The Taliban Take Over Swat Valley in Pakistan: Why Nobody Seems to Care?



Over the last few months, Taliban forces have taken over the Swat Valley in Pakistan, located approximately 1o0 miles to the northwest of Islamabad, the Pakistani capital (click here to read more about the Swat Valley: http://en.wikipedia.org/wiki/Swat_valley). The Taliban have imposed Sharia law, have closed down all schools for girls, and have bombed and torched those schools that have refused to close down. Thousands of refugees have already fled the Taliban rule and have relocated either to Islamabad or to other parts of Pakistan. In an effort to halt violence, the Pakistani government signed a truce with the Taliban forces on Feb. 16, 2009. Under the terms of this peace agreement, the Pakistani government officially recognized the imposition of Sharia law in the Swat Valley and agreed to suspend any military efforts against the Taliban. The Taliban have won! They managed to take over a strategically significant portion of the Pakistani territory with relatively little resistance from the Pakistani government and from the rest of the world. The media coverage of the Swat Valley events has been scarce (click here for media articles on the Swat Valley: http://www.foxnews.com/story/0,2933,494446,00.html), and only "elite" programs like NPR broadcasts and PBS shows seem to carry any policy and politics discussions on this issue. Moreover, the United Nations has been passive and none of its organs have rushed to condemn the Taliban, or the Pakistani government's passivity. NATO countries have expressed concern (and nothing more), and so has the United States, although only through "anonymous" government officials citing the delicate relations with Pakistan as reason for the absence of any official American condemnation of the Taliban actions.
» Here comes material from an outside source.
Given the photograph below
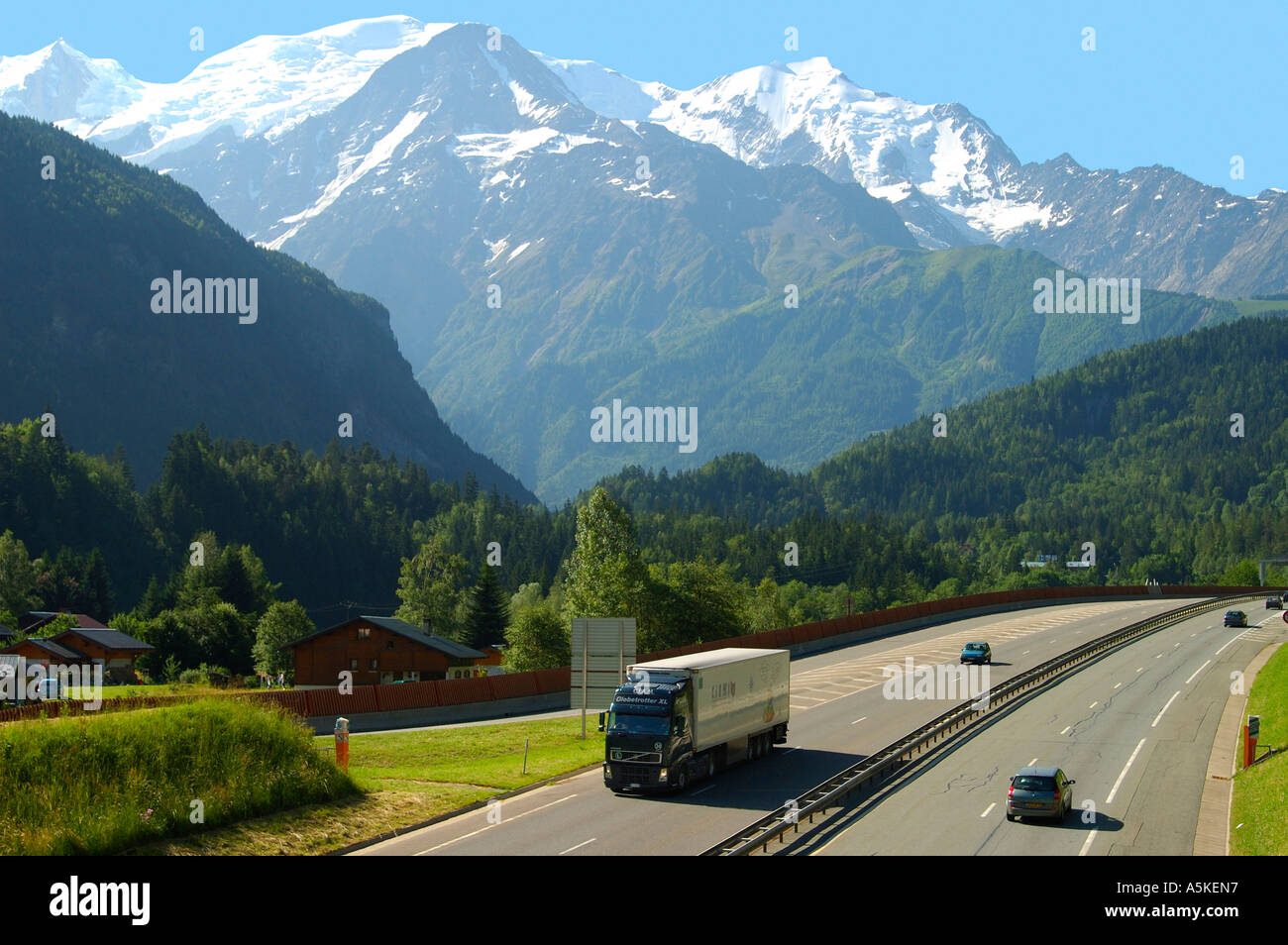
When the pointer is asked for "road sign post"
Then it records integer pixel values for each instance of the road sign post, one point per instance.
(601, 649)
Why is it that nobody seems to care about the Swat Valley? Is it simply a forgotten part of the Earth where warlords have always ruled and tribal modes of life prevail, no matter who the current leaders are and how brutal and unacceptable their reign is? Or, is it just that Pakistan as a nuclear weapon state poses too much of a threat for the rest of the world, and that the Pakistani interior policy choices seem to receive a blanket approval, no matter what? I believe the latter to be true - our "no matter what" attitude with respect to the Pakistani government's laissez faire policy toward the Taliban is based on the fact that Pakistan poses a nuclear threat. But I also believe that our attitude is wrong for many reasons.
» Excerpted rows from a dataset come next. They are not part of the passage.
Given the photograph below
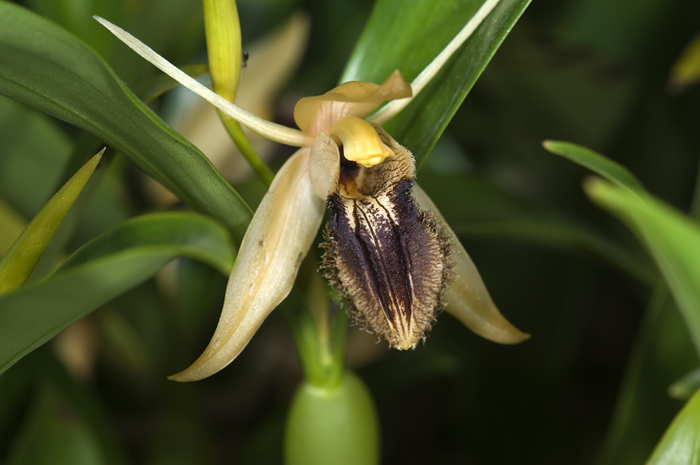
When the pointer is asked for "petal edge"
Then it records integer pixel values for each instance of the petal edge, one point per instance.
(279, 237)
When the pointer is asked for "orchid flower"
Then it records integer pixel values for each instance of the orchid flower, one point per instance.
(388, 250)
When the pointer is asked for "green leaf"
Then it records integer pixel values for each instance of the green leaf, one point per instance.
(672, 239)
(46, 67)
(54, 434)
(103, 269)
(65, 423)
(407, 36)
(29, 173)
(599, 164)
(680, 444)
(686, 386)
(662, 351)
(25, 253)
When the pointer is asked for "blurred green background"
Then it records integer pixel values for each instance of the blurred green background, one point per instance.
(590, 387)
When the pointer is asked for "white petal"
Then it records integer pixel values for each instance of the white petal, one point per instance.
(467, 298)
(272, 131)
(324, 165)
(279, 237)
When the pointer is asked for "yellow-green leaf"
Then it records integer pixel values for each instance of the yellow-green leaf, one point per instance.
(25, 253)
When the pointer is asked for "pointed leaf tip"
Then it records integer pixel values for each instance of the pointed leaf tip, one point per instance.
(20, 260)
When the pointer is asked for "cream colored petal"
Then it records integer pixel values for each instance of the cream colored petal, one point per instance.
(280, 235)
(272, 131)
(324, 165)
(354, 98)
(467, 298)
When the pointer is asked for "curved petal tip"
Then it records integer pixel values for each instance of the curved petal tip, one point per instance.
(467, 298)
(280, 235)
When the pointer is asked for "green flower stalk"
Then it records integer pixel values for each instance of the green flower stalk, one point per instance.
(336, 424)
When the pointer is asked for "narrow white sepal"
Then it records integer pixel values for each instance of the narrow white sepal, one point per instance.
(394, 107)
(272, 131)
(279, 237)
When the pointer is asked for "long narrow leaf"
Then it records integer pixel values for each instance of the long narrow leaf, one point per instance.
(386, 44)
(18, 264)
(599, 164)
(44, 66)
(672, 239)
(105, 268)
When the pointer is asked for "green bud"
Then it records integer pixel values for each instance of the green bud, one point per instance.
(335, 425)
For one, while Pakistan poses a nuclear threat in general, the Taliban expansion into yet another geographic area poses a more ominous problem. The Taliban are ruthless: they kill and behead their enemies, they harass women, and they care little about what the rest of the world thinks of them. In fact, they seem to act despite the rest of the world - to annoy, to harass, and to intimidate. Moreover, the global passivity toward the Taliban, and the Pakistani government, signals a dangerous precedent of laissez faire world politics, where separatist, fringe groups can assert themselves in all sorts of ways (including military action) without any repercussions. This kind of global passivity can only lead to the proliferation of chaos in remote areas such as eastern Afghanistan and northwestern Pakistan, and can potentially spread to other countries, like Iran, Iraq, Syria, and Lebanon, only to name a few. Finally, from the perspective of human rights, letting the Taliban get away with the insurgency and violence in the Swat Valley signals that the world cares little about the respect of the human integrity, despite all the rhetoric and all the so-called protections embedded in international legal documents.
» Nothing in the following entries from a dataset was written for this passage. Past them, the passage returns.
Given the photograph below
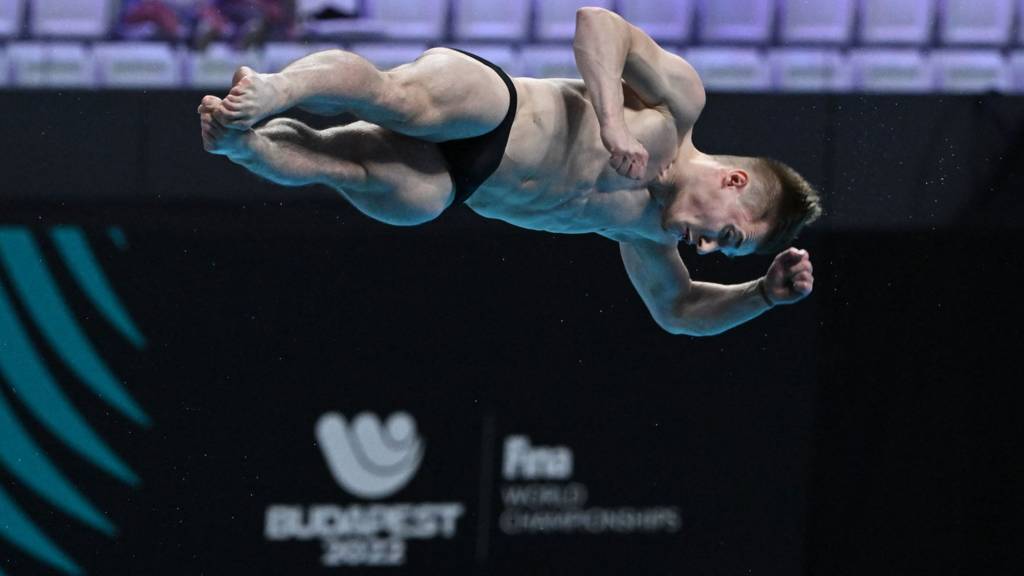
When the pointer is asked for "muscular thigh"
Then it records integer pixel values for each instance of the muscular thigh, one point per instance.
(404, 180)
(451, 95)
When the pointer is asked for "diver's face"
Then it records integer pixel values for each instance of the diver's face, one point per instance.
(705, 211)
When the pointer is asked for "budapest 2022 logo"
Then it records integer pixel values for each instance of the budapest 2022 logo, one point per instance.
(370, 460)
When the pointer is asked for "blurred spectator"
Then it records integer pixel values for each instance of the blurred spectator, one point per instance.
(329, 9)
(167, 19)
(245, 23)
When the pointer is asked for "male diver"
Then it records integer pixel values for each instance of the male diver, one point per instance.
(612, 155)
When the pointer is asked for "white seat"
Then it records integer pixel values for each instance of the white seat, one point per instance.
(10, 17)
(548, 62)
(555, 19)
(735, 21)
(500, 54)
(411, 19)
(51, 66)
(215, 67)
(137, 65)
(730, 70)
(81, 18)
(386, 56)
(809, 71)
(970, 71)
(816, 21)
(896, 22)
(891, 71)
(279, 54)
(976, 22)
(1015, 64)
(665, 22)
(486, 19)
What should be the correct response toward the Taliban? Military action, either in the form of a humanitarian intervention sponsored by an alliance of willing countries, or in the form of a United Nations Security Council Chapter VII use of force against Pakistan. There is precedent for both in the recent decades (Kosovo, Iraq, Afghanistan, etc.) and the world should not be shy about relying on it to oust the Taliban and restore a democratic rule of law throughout Pakistan.